Cloud Changes Everything, Part 4 – The Changing Structure of IT Operations

The externally driven change in role is matched by an internal transformation in terms of how IT organizations are structured.  The traditional data center is one of silos of control. The very nature of the technology that comprises IT infrastructure, and the lack of management tooling that has been able to treat it systemically or holistically and hide complexity, has forced the creation of expert groups, each with a specific focus on one aspect of the infrastructure, such as networking, storage, compute, operating systems, databases, applications and so forth.  This “divide and conquer” approach allowed organizations to deal with the complexity of the technology and it’s deployment, to some degree.  But at a high cost!  Specifically the creation of organizational silos, that inherently tend to toward being somewhat introverted and focused on their technology rather than on the business services they effectively run.  These silos naturally become a barrier to both efficiency and to agility, as the processes required to effect change tend to be implemented as ticketing systems where tickets are either passed on like relay batons or cascade as the workflow moves from silo to silo.  The net result, if care is not taken, is a set of inward looking organizational silos, goaled with the most basic of service levels, usually expressed in the form of tickets, time to resolve tickets, number of tickets resolved and so forth.  This is at odds with the desires of the business for service management.

Virtualization technologies have started to change this.  Whilst not directly addressing the ticketing issue per se, they have started to blur, and, in some organizations, dismantle the silos, increasing agility and shifting the focus more on the application or service.

The adoption of server virtualization, in general, and VMware specifically, was heavily driven by two desires.

The first was the obvious one, to maximize the utilization of expensive resources, i.e. servers.  By having multiple, compatible workloads sharing a physical server, greater efficiencies are realized.  Hosting multiple operating systems, each hosting it’s own workload, is particularly attractive because of the effective isolation of workloads and because most workloads still tend to have specific requirements of the underlying operating system, including patches, tuned parameters, versions of specific software components, e.g.
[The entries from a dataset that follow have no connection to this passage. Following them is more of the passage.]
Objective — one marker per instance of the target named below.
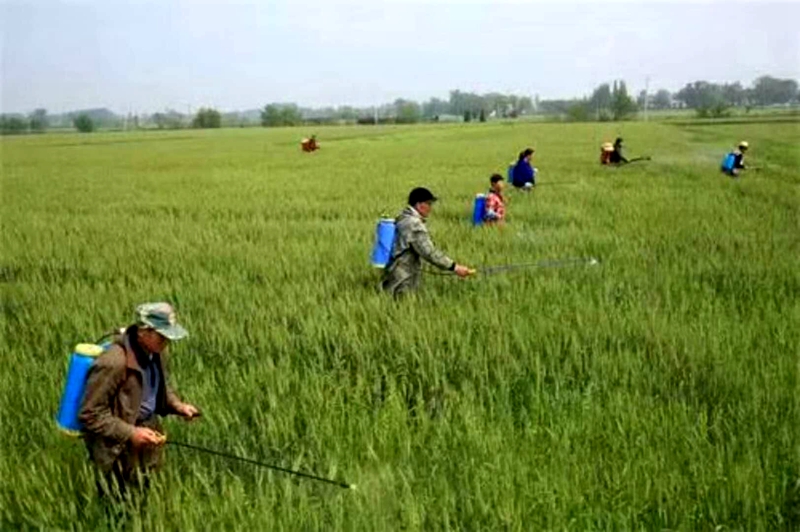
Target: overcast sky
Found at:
(149, 56)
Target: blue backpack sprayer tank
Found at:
(727, 163)
(80, 362)
(478, 209)
(384, 240)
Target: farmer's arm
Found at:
(421, 242)
(105, 377)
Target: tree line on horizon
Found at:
(608, 102)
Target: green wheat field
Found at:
(657, 390)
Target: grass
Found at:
(656, 391)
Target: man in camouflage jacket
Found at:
(412, 243)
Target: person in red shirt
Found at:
(495, 202)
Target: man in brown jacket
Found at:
(126, 393)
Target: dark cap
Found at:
(420, 195)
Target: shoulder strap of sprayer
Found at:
(111, 334)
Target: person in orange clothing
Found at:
(495, 202)
(605, 153)
(309, 144)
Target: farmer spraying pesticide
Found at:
(615, 156)
(412, 244)
(126, 394)
(733, 163)
(524, 175)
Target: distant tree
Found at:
(641, 98)
(207, 118)
(271, 116)
(12, 125)
(524, 105)
(277, 115)
(38, 121)
(770, 91)
(168, 120)
(622, 105)
(579, 111)
(435, 107)
(708, 99)
(734, 94)
(83, 123)
(662, 99)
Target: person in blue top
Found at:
(733, 164)
(524, 175)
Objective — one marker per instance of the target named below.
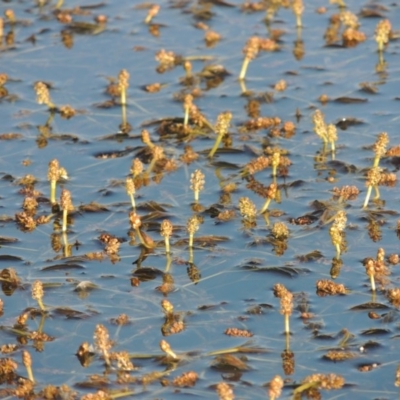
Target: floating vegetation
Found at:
(258, 158)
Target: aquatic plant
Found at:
(197, 182)
(166, 231)
(66, 206)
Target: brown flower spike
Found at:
(66, 205)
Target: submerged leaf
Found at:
(61, 267)
(147, 274)
(369, 306)
(93, 207)
(350, 100)
(229, 362)
(6, 239)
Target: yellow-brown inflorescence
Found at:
(250, 52)
(345, 193)
(37, 293)
(136, 167)
(66, 206)
(373, 179)
(379, 147)
(54, 173)
(221, 129)
(123, 84)
(336, 231)
(153, 11)
(130, 190)
(136, 223)
(312, 383)
(43, 95)
(27, 361)
(275, 387)
(192, 226)
(382, 33)
(286, 298)
(166, 348)
(187, 104)
(102, 342)
(298, 8)
(280, 231)
(166, 232)
(224, 391)
(197, 182)
(320, 127)
(247, 208)
(327, 287)
(370, 271)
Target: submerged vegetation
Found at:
(183, 207)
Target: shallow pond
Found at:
(226, 279)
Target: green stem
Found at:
(265, 206)
(133, 201)
(367, 196)
(245, 64)
(65, 215)
(216, 145)
(372, 279)
(53, 184)
(190, 239)
(287, 330)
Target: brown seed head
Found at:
(349, 19)
(30, 203)
(67, 111)
(26, 359)
(135, 220)
(223, 122)
(130, 186)
(166, 59)
(3, 78)
(53, 170)
(9, 14)
(382, 31)
(137, 167)
(146, 138)
(257, 165)
(224, 391)
(380, 145)
(320, 127)
(166, 228)
(42, 93)
(280, 230)
(192, 225)
(65, 200)
(275, 387)
(251, 48)
(167, 306)
(287, 303)
(166, 348)
(373, 176)
(37, 290)
(328, 287)
(298, 7)
(101, 338)
(153, 11)
(340, 220)
(187, 379)
(247, 208)
(327, 382)
(123, 79)
(197, 181)
(346, 192)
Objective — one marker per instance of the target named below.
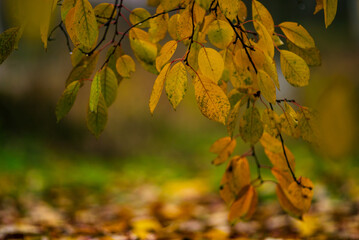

DLLs, and so forth.

In effect the virtual machine becomes the method for packaging workloads/applications, and this leads to the ability to meet another strong desire, that of simple application provisioning.  Packaging or encapsulating applications within virtual machines solved the industry wide dilemma of how to provide the basis for reliable automated provisioning.  The ideal way would have been to have an agreed upon, i.e. standard, way of describing software manifests and standard methods for provisioning, that multiple software tools could thus implement, providing interoperability and coverage of all applications. The technology industry was never able to achieve this as a collective, but virtualization effectively did an end run around the issue.  Whilst in some sense not perfect, it is more than good enough, which is what actually matters.  And indeed this kind of encapsulation affords many more opportunities in terms of what can be done to manage

applications.

In any case, the ability to meet these needs has made the adoption of server virtualization extremely compelling.  The end results of virtualization, i.e. cost saving and agility, combined with tools that are simple to use, has resulted in an incredible rate of adoption.  As the tools have become richer and because by their nature, i.e. they enable aspects of networking and storage to be managed in an integrated fashion, they have become the path of least resistance in terms of getting certain tasks done.  Tasks that used to span several domains or silos are now being undertaken by the virtualization admin using a set of tools that present a systemic view of infrastructure.  As the boundaries between the silos become blurred, more and more opportunities for process streamlining and automation, are presenting

themselves.  And as each is taken, agility and efficiency benefits are accrued.